Look at your previous job roles, and see where you can amend a key task/responsibility you performed to reflect this 'agile', 'critical thinking, 'solution focussed' approach.

Suze1621 · 24/02/2020 16:39

May be worth googling understanding domestic abuse and looking through some of the information available then you could refer to this alongside your lived experience.

Prudemaybe · 24/02/2020 18:39

Thank you for all the kind messages and suggestions.

I have just sent my application off - took hours. I doubt I will get an interview as I think they will naturally want to see people who have already worked in that sector, but you never know. All your suggestions really helped and my application is a lot better than it would have been Smile.

OP posts:
EnidBlyton · 24/02/2020 18:43

fab news

marchez · 24/02/2020 18:58

This reply has been deleted

Message withdrawn at poster's request.

BumblebeeBum · 24/02/2020 19:13

Don’t talk yourself down. I’m sure your application is just as good as the others. Believe in yourself.

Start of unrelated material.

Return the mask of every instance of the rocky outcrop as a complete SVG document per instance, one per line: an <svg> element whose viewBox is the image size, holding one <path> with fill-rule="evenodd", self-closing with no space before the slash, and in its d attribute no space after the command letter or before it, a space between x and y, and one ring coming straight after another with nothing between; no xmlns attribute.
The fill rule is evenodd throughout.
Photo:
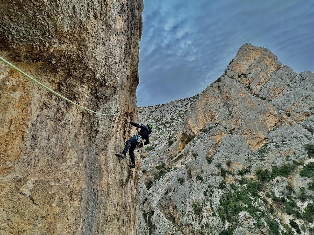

ChoccieEClaire · 24/02/2020 19:23

Equal opportunities isn't about treating everyone the same. It's about giving everyone an equal chance and making allowances to enable this based on the individual need.
It's also important to remember that what you think someone may need to feel that they are being treated equally may not be what they themselves perceive their need to be.
So often people assume what someone needs rather than asking the individual.

Domestic violence is being 'rebranded' to domestic abuse in order to encompass all aspects, physical and otherwise.
Domestic violence with a Male victim is seriously underfunded and the statistics are frightening.
Risk management involves looking at ways to protect the victim, putting a crisis plan in place etc

Prudemaybe · 24/02/2020 20:15

Thank you for the further messages. I did qualify the equal opportunity argument to say that it meant supporting people according to their needs. I also found info on risk assessment and management which is similar to what you have just said @ChoccieEClaire.

We’ll see - but still I think it is so hard to change sector so I am not holding my breath!!